Etihad Airways Group chief executive Tony Douglas believes that network planning has changed forever as a result of the pandemic, as the restructured Gulf carrier is itself embarking on seasonal routes it would not have previously considered.

The restructured Abu Dhabi carrier has today disclosed it will in June begin seasonal flights to the French resort city of Nice. It will serve the route twice-weekly using Boeing 787s.

Etihad has already announced plans to serve Crete and Santorini this summer, along with returning seasonal destinations of Malaga and Zanzibar which it flew last year. All five routes begin in mid-June.

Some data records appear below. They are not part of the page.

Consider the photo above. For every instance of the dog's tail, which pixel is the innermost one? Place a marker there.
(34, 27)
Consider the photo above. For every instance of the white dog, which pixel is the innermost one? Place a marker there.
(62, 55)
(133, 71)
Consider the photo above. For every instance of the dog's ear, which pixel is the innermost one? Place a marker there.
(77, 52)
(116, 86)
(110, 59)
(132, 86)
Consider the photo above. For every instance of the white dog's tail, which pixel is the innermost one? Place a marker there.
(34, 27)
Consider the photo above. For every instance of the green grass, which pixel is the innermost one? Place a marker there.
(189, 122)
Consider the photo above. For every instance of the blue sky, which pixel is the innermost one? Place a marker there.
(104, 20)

An Etihad Airways Boeing 787 Dreamliner takes off from Abu Dhabi International Airport LR

“I think the world of network planning for us is unlikely to ever go back to the way it used to be,” Douglas told FlightGlobal as part of a wide-ranging interview in Abu Dhabi earlier this month. “I think it has put into the muscle memory of mid-sized carriers, more agile carriers like us, the agility of how you accommodate things that are going to change.

“We did things last year, and we’re in the process of announcing now, what we would have never done pre-pandemic. And that is almost like a charter carrier – and we’re clearly a network operator – to introduce summer and winter destinations.

“These are tactical calls, because the market for a particular period of time, there is demand,” he adds.

Etihad has been through a major restructuring and has redefined itself as a smaller mid-size carrier.

“Whereas in the past, we would have held fast on a year-round destination that frankly, could only make money for four months of the year,” he says, citing Dallas and San Francisco as examples. “They were wonderful headlines, but commercially, they just didn’t make sense for Etihad.

”So, we are clearly driven by financial sustainability,” Douglas adds.